= Norman Maen =

Norman Maen (1932 - 22 April 2008, born "Norman Maternaghan") was a director and choreographer.

==Personal life==
Maen was born in Ballymena, Northern Ireland and began his career working as a dancer in Patricia Mulholland's Irish dancing school. He qualified as a teacher after successfully completing his studies at Ballymena Academy and Stranmillis College, Belfast.

==Career==
After qualifying in teaching, he moved to Vancouver, British Columbia, Canada where he worked with the Alan Lund Dancers on a weekly television series which starred Robert Goulet. Later, he went on to Broadway as a principal dancer for Jack Cole. Soon after, he returned to Ireland to become the station choreographer for RTÉ for three years. In 1963, he hired eight dancers to become The Norman Maen Dancers and invited television and theatre producers to an audition in London where he was offered four different offers. One of these led to his involvement with the television series This is Tom Jones for four series where he worked with celebrities such as Liza Minnelli and Juliet Prowse and won his Emmy award. He is most remembered for his Swine Lake sequence on The Muppet Show which featured Rudolf Nureyev dancing with a giant pig. During this series he worked with Minnelli and Prowse again as well as numerous others including Julie Andrews, Gene Kelly and Ethel Merman.

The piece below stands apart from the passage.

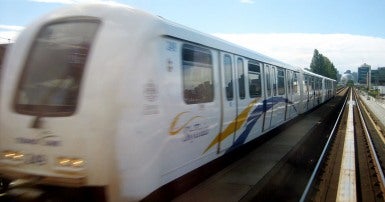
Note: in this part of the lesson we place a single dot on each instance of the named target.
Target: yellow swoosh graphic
(172, 130)
(233, 126)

One of his other well-remembered works is his version of Claude Debussy's Prélude à l'après-midi d'un faune for Olympic champion skater John Curry.

Other notable works include twelve years as choreographer for the Royal Variety Performance, musical theatre in Dublin (including Finian's Rainbow and The Fantasticks) and the West End (including Houdini, Thomas and The King, Irene, The Travelling Music Show and the OEEC Gala at Drury Lane).

He choreographed Les Demoiselles de Rochefort with music by Michel Legrand and direction by Jacques Demy, giving him the opportunity to work with Kelly again plus Catherine Deneuve, George Chakiris, Françoise Dorléac and Grover Dale.